Alpha2-macroglobulin polymorphisms in Alzheimer's disease and dementia with Lewy bodies.

作者信息

Singleton A B, Gibson A M, McKeith I G, Ballard C A, Perry R H, Ince P G, Edwardson J A, Morris C M

机构信息

MRC Neurochemical Pathology Unit, Institute for the Health of the Elderly, Newcastle General Hospital, Newcastle upon Tyne, UK.

出版信息

Neuroreport. 1999 May 14;10(7):1507-10. doi: 10.1097/00001756-199905140-00021.

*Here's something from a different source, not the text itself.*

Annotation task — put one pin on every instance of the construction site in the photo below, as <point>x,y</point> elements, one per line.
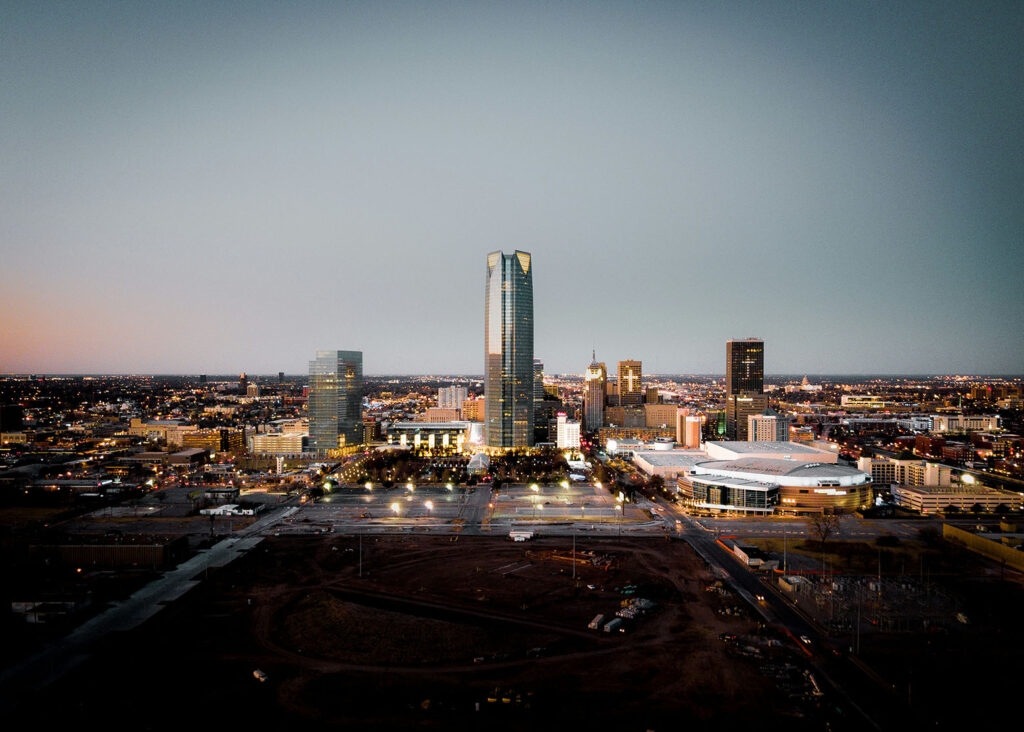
<point>383,632</point>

DOI:10.1097/00001756-199905140-00021
PMID:10380971
Abstract

Dementia with Lewy bodies (DLB) is the second most common cause of dementia in the elderly after Alzheimer's disease (AD). The apolipoprotein E gene (APOE) is a major risk factor, but can only account for approximately 50% of AD cases. Whole genome scanning in late-onset AD families has suggested that a locus on chromosome 12 may contribute significantly to disease development. Recently the alpha2-macroglobulin gene (A2M) on chromosome 12 has been suggested as a candidate locus for AD. We therefore determined the influence of two polymorphisms in A2M, a pentanucleotide deletion 5' to the bait domain exon, and a valine to isoleucine polymorphism in the thiolester site of the protein, in AD and DLB cohorts. No evidence was observed for an association between the thiolester or deletion polymorphisms and AD or DLB alone or when accounting for the APOE epsilon4 allele. We did, however, identify a non-significant excess of deletion homozygotes in the AD and DLB groups. This genotype accounted for 4% of disease cases but was absent in the control population. Given that the A2M deletion polymorphism is non-functional, the chromosome 12 AD/DLB locus may be situated elsewhere and not with these A2M polymorphisms.

摘要

路易体痴呆(DLB)是仅次于阿尔茨海默病(AD)的老年人痴呆的第二大常见病因。载脂蛋白E基因(APOE)是一个主要风险因素,但仅能解释约50%的AD病例。对晚发性AD家系进行的全基因组扫描表明,12号染色体上的一个位点可能对疾病发展有显著影响。最近,12号染色体上的α2-巨球蛋白基因(A2M)被认为是AD的一个候选位点。因此,我们在AD和DLB队列中确定了A2M中的两种多态性的影响,一种是诱饵结构域外显子5'端的五核苷酸缺失,另一种是蛋白质硫酯位点上缬氨酸到异亮氨酸的多态性。未观察到硫酯或缺失多态性与AD或DLB单独之间或在考虑APOE ε4等位基因时的关联。然而,我们确实在AD和DLB组中发现了缺失纯合子的非显著过量。这种基因型占疾病病例的4%,但在对照人群中不存在。鉴于A2M缺失多态性无功能,12号染色体AD/DLB位点可能位于其他地方,而非这些A2M多态性所在位置。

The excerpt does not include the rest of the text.